In any case, Fox advocates that Ike See be exempted from national service given his exceptional talent. Yes, that's right - exempted. Anything extraordinary about that, apart from Ike See's musical talent? Not really. After all, the ex-foreigners in Singapore's national football team were also exempted from NS on account of their footballing abilities despite the fact that they qualify for NS in terms of their age. Realistically speaking, forcibly confining an individual of Ike's gift to Singapore is waste of talent.

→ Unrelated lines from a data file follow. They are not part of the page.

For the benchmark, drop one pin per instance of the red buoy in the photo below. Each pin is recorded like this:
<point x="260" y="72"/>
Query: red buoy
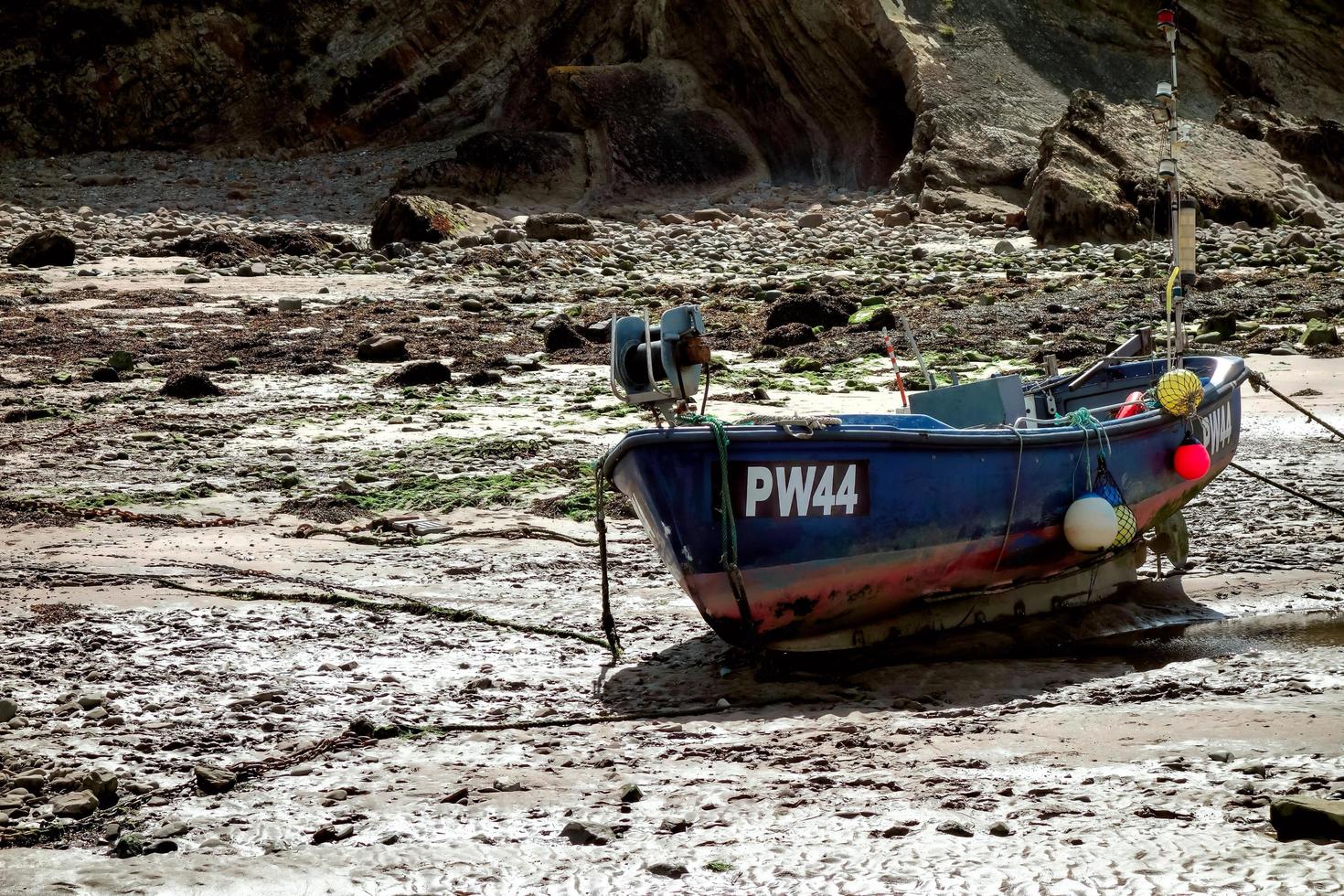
<point x="1133" y="404"/>
<point x="1191" y="460"/>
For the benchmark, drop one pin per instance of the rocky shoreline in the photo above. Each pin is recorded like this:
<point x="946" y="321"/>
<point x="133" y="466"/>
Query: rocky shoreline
<point x="228" y="641"/>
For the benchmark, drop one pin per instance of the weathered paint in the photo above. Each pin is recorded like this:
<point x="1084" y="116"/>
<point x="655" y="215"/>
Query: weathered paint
<point x="934" y="526"/>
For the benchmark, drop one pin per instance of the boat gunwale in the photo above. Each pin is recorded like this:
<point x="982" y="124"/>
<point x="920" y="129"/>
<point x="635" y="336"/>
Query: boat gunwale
<point x="940" y="437"/>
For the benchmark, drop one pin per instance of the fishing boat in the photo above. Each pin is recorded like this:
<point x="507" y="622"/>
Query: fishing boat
<point x="977" y="501"/>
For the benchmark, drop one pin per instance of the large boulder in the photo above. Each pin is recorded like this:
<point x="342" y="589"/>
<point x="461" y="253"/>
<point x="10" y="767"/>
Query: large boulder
<point x="77" y="805"/>
<point x="1297" y="817"/>
<point x="656" y="128"/>
<point x="418" y="219"/>
<point x="1313" y="143"/>
<point x="43" y="249"/>
<point x="812" y="311"/>
<point x="508" y="166"/>
<point x="1097" y="177"/>
<point x="382" y="348"/>
<point x="560" y="226"/>
<point x="212" y="779"/>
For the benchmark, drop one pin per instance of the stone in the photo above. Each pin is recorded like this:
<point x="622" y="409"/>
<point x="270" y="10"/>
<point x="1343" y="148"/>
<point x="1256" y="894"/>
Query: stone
<point x="874" y="317"/>
<point x="382" y="349"/>
<point x="190" y="384"/>
<point x="523" y="361"/>
<point x="77" y="805"/>
<point x="674" y="827"/>
<point x="668" y="869"/>
<point x="1320" y="334"/>
<point x="812" y="311"/>
<point x="212" y="779"/>
<point x="102" y="784"/>
<point x="43" y="249"/>
<point x="128" y="847"/>
<point x="420" y="374"/>
<point x="332" y="835"/>
<point x="1221" y="324"/>
<point x="586" y="833"/>
<point x="1310" y="817"/>
<point x="560" y="336"/>
<point x="789" y="335"/>
<point x="560" y="226"/>
<point x="169" y="829"/>
<point x="413" y="219"/>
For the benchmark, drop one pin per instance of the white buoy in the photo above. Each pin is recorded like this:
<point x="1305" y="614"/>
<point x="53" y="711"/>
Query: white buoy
<point x="1090" y="523"/>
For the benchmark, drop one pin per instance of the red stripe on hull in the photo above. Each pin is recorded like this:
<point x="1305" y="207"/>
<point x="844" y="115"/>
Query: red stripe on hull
<point x="814" y="598"/>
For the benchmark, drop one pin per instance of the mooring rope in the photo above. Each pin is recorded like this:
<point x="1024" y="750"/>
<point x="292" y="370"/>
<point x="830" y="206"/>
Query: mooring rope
<point x="1324" y="506"/>
<point x="729" y="527"/>
<point x="613" y="638"/>
<point x="1258" y="380"/>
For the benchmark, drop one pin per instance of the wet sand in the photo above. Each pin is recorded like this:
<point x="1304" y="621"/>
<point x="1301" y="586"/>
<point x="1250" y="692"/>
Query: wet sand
<point x="1137" y="764"/>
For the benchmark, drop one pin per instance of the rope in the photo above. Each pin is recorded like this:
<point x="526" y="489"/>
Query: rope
<point x="1287" y="488"/>
<point x="1260" y="380"/>
<point x="1083" y="420"/>
<point x="613" y="638"/>
<point x="363" y="732"/>
<point x="325" y="597"/>
<point x="728" y="527"/>
<point x="1012" y="507"/>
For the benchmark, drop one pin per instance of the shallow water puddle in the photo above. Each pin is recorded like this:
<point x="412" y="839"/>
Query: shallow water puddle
<point x="1243" y="635"/>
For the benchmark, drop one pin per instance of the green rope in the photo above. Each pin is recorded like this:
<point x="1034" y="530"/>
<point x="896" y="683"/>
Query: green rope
<point x="1083" y="420"/>
<point x="728" y="524"/>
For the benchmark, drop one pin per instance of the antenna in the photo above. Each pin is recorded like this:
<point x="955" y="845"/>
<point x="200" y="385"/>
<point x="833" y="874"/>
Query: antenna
<point x="1183" y="211"/>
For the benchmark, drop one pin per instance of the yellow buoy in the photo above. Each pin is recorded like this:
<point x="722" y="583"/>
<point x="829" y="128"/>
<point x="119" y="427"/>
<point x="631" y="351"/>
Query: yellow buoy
<point x="1125" y="527"/>
<point x="1180" y="392"/>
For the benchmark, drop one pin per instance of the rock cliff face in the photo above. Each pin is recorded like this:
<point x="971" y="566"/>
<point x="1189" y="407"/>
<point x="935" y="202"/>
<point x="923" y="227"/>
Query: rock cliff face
<point x="571" y="102"/>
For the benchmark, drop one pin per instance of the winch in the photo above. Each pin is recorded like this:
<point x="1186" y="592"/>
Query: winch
<point x="644" y="357"/>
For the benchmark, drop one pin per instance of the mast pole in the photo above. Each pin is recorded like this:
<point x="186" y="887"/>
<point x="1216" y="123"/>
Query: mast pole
<point x="1181" y="218"/>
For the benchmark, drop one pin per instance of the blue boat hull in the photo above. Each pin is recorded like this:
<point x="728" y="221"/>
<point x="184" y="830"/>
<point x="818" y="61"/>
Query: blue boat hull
<point x="857" y="523"/>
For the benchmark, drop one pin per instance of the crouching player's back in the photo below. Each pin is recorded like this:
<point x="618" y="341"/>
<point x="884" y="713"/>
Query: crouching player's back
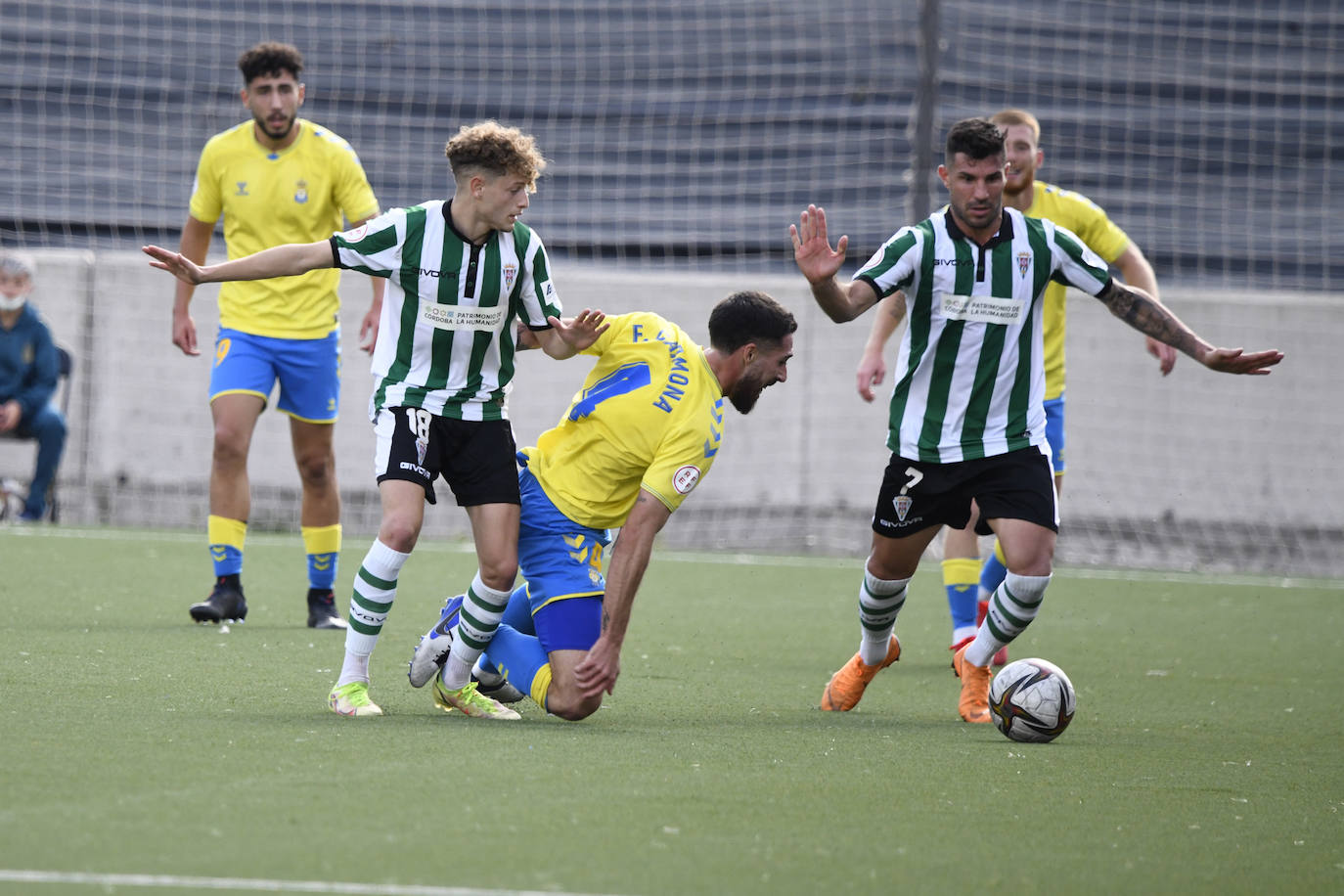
<point x="636" y="439"/>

Drafting him into a combat unit does little good to the country's defence and may even harm Ike's prospect especially if he were to break his arm/fingers; even if he were to enter the MDC, he would be just deprived of the necessary musical coaching and training that he needs to develop his gift.

Rather than the normal NS, perhaps an alternative NS can be made for Ike See. For example, rather than serve 24 months of NS continuously, he could be made to do 2 months of national service - like public performances and music workshops to train other musicians- in Singapore every year until he clears his 24 months. To be fair, Ike See should probably not expect to be paid professional rates while he does his NS.

Singapore has precious few world-beaters. Ike See certainly possesses the potential to be one in music. Fox can only hope that good sense will prevail and that the government will recognise that Ike See is an exceptional talent and warrants exceptional treatment.